BAO miscalibration cannot rescue late-time solutions to the Hubble tension

Baryon acoustic oscillation (BAO) measurements play a key role in ruling out postrecombination solutions to the Hubble tension. However, because the data compression leading to these measurements assumes a fiducial LCDM cosmology, their reliability in testing late-time modifications to LCDM has at times been called into question. We play devil’s advocate and posit that fiducial cosmology assumptions do indeed affect BAO measurements in such a way that low-redshift acoustic angular scales (proportional to the Hubble constant H0) are biased low and test whether such a rescaling can rescue postrecombination solutions. The answer is no. First, strong constraints on the shape of the z<2 expansion history from unanchored Type Ia Supernovae (SNeIa) prevent large deviations from ΛCDM. In addition, unless Omegam is significantly lower than 0.3, the rescaled BAO measurements would be in strong tension with geometrical information from the cosmic microwave background.

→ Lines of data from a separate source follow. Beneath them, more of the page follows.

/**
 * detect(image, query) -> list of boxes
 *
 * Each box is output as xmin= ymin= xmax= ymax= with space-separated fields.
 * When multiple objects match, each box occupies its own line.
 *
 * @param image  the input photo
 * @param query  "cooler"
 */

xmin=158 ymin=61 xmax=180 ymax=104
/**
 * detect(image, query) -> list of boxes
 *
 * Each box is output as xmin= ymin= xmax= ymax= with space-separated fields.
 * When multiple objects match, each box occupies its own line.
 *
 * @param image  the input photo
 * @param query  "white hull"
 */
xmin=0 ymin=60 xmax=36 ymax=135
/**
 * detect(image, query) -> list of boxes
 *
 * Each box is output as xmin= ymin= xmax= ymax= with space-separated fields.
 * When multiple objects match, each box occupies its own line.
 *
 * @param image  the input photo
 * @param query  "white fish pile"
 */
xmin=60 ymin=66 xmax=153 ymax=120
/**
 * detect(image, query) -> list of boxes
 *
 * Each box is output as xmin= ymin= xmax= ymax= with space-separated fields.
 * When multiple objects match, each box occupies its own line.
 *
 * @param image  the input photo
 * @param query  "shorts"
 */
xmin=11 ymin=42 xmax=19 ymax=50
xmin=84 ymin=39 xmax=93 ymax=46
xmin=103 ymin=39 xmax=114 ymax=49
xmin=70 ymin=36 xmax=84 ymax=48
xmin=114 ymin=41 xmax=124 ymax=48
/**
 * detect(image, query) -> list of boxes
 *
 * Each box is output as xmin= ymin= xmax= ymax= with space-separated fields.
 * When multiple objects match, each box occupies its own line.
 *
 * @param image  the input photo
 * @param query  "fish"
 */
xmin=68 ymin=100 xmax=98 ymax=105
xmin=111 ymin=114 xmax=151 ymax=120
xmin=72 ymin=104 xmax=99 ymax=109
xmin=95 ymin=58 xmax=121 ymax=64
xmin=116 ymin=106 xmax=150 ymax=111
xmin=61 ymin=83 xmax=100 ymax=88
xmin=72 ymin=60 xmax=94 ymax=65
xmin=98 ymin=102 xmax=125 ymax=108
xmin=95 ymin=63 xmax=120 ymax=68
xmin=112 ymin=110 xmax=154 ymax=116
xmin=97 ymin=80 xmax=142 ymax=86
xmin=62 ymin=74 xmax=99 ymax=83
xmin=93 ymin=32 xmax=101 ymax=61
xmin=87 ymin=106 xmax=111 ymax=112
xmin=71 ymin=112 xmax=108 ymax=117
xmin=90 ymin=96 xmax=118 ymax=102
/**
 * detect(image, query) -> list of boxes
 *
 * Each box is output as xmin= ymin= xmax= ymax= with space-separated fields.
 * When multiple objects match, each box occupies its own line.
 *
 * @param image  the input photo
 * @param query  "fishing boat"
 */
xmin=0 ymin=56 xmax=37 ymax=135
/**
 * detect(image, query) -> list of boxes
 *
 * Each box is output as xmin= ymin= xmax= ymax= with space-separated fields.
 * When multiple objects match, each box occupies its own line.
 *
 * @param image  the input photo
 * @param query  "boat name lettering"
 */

We demonstrate this explicitly on several dark energy (DE) models (wCDM, CPL DE, phenomenologically emergent DE, holographic DE, LsCDM, and the negative cosmological constant model), finding that none can address the Hubble tension once unanchored SNeIa are included. We argue that the LsCDM sign switching cosmological constant model possesses interesting features which make it the least unpromising one among those tested. Our results demonstrate that possible fiducial cosmology-induced BAO biases cannot be invoked as loopholes to the Hubble tension "no-go theorem", and highlight the extremely important but so far underappreciated role of unanchored SNeIa in ruling out postrecombination solutions.